Workout Days
Workout days define the sessions in your training split. A Push/Pull/Legs program has 3 days; an Upper/Lower has 2 or 4.
Adding a workout day
- Open your program
- Tap Add Workout Day
- Name the day (e.g., "Push A", "Lower", "Back & Biceps")
The name appears in the mesocycle grid and workout screen.
Common splits
| Split | Days | How it works |
|---|---|---|
| Push/Pull/Legs | 3 | Each muscle group hit 2× per week over 6 sessions |
| Upper/Lower | 2 | Each hit 2–3× per week over 4–6 sessions |
| Upper A/Lower A/Upper B/Lower B | 4 | Two variations of each, alternating |
| Full Body | 2–3 | Every muscle every session, lower volume per muscle |
| Bro Split | 4–5 | One muscle group per day, hit 1× per week |
Higher frequency (hitting each muscle 2+ times per week) generally produces better results, but any split works if you manage volume properly.
Reordering days
Drag days to reorder them. The order determines how they appear in the mesocycle grid (left to right) and the default training sequence.
Editing a day
Tap a workout day to:
- Rename it
- Add, remove, or reorder exercises
- Adjust exercise settings (sets, reps, progression)
Deleting a day
Remove a workout day from the program.
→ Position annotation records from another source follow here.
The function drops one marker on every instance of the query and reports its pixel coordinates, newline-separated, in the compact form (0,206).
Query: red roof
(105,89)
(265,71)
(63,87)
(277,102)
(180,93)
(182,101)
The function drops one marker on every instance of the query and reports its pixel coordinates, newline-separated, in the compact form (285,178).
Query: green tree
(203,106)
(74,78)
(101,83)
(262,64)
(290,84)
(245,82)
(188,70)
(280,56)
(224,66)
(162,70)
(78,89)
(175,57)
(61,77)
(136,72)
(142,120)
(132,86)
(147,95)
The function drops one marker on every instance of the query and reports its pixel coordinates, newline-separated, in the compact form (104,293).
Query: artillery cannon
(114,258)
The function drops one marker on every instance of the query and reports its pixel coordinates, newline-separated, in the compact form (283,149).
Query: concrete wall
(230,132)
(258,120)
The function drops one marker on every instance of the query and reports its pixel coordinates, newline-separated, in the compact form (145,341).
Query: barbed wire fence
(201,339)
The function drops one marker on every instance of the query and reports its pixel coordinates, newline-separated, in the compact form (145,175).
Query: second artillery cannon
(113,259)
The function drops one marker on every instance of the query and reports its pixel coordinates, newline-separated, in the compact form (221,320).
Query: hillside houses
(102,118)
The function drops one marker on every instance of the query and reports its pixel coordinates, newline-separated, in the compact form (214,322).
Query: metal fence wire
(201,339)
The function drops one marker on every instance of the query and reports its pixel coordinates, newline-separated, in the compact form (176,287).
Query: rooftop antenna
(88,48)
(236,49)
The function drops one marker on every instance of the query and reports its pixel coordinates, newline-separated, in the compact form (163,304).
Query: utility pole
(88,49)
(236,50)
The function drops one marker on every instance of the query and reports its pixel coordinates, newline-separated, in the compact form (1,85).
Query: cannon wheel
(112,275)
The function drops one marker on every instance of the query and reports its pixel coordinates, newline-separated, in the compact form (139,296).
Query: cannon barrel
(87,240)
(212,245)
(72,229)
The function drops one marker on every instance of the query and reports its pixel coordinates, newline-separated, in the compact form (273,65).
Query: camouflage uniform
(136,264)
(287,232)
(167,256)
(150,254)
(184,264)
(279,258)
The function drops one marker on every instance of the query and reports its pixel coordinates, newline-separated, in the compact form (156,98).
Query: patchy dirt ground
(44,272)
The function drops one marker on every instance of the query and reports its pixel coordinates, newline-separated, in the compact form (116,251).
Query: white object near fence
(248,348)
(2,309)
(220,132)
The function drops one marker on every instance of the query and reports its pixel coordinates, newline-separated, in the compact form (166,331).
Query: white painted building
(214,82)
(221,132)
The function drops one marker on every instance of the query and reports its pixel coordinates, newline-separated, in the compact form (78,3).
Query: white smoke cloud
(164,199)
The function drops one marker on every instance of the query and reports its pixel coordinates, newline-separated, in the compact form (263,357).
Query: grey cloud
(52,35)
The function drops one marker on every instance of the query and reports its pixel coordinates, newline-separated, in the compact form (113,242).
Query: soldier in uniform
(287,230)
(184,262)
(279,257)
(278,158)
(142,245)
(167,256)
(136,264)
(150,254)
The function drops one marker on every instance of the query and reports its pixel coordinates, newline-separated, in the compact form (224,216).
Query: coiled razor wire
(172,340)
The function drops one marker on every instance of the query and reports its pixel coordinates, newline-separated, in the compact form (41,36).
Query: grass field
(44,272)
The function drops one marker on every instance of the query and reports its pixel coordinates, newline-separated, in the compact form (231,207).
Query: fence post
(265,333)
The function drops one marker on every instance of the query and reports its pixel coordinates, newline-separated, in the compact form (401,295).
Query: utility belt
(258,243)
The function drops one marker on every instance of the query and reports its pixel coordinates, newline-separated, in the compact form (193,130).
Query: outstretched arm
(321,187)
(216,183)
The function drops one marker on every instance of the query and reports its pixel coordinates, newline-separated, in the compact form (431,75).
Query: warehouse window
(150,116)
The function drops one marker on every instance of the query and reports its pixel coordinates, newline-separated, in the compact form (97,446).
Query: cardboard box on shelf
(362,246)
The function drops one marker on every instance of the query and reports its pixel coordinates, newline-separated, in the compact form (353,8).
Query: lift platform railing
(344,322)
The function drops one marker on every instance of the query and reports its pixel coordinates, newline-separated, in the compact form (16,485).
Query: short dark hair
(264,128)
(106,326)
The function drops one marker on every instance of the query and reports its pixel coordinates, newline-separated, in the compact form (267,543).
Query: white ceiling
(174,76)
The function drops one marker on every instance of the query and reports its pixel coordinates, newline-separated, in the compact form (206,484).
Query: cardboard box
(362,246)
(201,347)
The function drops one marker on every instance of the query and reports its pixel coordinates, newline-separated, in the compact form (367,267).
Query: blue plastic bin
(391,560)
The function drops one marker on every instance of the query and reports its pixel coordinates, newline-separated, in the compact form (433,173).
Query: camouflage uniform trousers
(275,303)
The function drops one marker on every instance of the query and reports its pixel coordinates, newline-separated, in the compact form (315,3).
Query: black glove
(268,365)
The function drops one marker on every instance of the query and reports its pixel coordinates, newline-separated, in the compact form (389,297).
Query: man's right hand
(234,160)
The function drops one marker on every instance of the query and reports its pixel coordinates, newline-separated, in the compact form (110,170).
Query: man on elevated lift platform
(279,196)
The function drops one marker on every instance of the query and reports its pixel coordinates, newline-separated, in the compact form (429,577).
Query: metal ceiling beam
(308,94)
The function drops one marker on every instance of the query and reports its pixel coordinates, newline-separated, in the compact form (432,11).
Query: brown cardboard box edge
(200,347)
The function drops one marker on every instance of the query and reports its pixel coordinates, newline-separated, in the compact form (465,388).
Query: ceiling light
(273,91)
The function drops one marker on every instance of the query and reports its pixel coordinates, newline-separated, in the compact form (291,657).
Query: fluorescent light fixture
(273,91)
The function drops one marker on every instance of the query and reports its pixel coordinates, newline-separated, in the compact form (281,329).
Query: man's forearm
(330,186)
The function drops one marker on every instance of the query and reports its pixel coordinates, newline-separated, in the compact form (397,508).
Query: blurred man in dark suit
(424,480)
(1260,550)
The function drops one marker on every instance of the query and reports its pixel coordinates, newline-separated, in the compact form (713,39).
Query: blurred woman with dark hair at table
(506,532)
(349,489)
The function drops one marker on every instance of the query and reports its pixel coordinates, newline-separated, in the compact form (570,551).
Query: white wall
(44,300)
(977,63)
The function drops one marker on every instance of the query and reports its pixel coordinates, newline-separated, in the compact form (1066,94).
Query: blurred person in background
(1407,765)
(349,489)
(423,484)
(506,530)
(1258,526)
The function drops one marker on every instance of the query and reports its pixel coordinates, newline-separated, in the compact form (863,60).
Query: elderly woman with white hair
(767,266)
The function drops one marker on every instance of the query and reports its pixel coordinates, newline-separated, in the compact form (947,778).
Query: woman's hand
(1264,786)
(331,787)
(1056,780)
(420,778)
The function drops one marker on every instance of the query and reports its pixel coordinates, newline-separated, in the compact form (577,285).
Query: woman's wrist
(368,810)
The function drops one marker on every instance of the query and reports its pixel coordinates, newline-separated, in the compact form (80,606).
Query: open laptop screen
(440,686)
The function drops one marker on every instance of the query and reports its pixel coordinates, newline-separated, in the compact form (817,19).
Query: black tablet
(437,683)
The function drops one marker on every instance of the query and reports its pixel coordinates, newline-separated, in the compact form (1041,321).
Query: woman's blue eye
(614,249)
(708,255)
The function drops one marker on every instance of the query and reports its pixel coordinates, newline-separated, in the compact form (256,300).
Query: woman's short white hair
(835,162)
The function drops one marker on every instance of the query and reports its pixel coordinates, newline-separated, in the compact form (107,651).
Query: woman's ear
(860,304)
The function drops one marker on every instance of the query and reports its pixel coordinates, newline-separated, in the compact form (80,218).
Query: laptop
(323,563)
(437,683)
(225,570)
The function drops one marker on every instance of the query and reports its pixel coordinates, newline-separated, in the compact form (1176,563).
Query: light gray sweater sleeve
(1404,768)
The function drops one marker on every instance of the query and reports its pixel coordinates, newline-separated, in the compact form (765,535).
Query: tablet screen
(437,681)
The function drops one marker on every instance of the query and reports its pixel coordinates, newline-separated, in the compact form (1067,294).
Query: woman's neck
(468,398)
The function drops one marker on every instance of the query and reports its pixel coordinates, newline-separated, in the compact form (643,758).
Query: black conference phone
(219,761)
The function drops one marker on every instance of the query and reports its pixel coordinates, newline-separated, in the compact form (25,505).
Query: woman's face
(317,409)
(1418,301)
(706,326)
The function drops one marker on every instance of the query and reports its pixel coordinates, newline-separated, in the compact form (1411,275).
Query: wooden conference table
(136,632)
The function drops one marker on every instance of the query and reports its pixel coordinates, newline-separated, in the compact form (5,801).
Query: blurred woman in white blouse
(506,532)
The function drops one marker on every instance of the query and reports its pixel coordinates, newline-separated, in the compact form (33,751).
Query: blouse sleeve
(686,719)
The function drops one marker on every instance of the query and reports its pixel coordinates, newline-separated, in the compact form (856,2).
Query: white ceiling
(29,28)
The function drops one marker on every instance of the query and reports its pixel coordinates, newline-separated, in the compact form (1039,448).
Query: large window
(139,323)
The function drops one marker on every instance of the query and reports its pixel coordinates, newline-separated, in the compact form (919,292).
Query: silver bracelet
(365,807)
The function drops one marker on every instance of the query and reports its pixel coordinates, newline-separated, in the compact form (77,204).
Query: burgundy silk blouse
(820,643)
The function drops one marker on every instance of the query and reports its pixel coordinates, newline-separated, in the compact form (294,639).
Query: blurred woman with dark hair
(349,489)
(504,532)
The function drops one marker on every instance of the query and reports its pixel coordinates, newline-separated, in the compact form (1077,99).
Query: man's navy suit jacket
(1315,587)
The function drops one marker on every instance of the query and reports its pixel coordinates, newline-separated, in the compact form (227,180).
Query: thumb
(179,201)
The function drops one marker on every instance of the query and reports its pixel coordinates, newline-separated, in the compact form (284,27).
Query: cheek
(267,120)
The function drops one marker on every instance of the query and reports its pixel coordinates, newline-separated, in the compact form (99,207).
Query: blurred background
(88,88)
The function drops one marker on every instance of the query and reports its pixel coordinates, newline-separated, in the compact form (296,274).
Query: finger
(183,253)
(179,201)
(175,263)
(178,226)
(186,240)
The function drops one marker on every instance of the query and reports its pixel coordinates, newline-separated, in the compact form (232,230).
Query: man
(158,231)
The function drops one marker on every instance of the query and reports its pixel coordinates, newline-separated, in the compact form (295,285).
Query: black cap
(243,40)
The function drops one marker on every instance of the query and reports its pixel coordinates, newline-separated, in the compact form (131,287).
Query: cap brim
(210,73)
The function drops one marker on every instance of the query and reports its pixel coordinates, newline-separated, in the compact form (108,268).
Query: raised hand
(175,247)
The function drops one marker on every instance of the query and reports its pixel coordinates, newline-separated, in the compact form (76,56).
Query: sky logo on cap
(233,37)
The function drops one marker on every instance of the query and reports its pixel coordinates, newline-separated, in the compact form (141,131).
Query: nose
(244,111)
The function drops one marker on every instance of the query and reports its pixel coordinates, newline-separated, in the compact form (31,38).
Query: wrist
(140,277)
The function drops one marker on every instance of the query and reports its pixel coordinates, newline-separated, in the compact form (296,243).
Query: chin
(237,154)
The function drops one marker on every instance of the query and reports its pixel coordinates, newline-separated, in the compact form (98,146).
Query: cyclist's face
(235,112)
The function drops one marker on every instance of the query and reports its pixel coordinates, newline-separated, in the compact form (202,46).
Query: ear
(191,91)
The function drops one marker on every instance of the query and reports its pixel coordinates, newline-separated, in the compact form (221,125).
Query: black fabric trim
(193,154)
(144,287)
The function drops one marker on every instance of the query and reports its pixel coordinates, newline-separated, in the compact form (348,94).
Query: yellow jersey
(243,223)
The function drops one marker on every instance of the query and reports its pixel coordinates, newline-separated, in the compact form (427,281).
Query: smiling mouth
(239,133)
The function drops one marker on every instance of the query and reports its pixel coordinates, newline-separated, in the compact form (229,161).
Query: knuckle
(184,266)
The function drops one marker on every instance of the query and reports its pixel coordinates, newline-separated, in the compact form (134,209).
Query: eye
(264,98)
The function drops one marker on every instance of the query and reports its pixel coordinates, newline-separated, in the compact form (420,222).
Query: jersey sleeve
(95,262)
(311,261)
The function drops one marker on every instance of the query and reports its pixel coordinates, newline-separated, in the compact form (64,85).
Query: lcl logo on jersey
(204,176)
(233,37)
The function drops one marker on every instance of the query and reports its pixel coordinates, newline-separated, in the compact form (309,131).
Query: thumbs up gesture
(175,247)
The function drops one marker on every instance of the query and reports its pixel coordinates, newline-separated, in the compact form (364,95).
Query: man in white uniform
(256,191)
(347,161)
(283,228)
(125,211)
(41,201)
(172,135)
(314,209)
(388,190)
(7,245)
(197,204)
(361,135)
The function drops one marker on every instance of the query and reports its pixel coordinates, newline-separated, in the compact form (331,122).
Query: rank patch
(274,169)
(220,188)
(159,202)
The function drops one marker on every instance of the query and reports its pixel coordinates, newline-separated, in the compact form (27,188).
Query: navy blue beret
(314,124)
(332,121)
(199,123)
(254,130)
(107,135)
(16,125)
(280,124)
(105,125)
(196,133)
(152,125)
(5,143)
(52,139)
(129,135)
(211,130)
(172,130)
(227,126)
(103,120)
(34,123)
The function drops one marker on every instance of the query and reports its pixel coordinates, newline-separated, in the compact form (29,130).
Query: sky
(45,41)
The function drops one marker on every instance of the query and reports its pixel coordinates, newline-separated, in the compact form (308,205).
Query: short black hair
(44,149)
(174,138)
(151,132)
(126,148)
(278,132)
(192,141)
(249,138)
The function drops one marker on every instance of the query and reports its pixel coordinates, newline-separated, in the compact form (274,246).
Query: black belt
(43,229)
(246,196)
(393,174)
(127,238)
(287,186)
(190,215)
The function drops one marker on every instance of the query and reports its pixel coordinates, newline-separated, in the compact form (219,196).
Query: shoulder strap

Logged workouts for that day remain in your history.
How days map to the mesocycle
Each workout day becomes a column in the mesocycle grid:
Push Pull Legs
Week 1 [done] [done] [done]
Week 2 [done] [wip] [ ]
Week 3 [ ] [ ] [ ]
You work through the days in order each week. Weeks advance by completion count, not by calendar — see Mesocycles for details.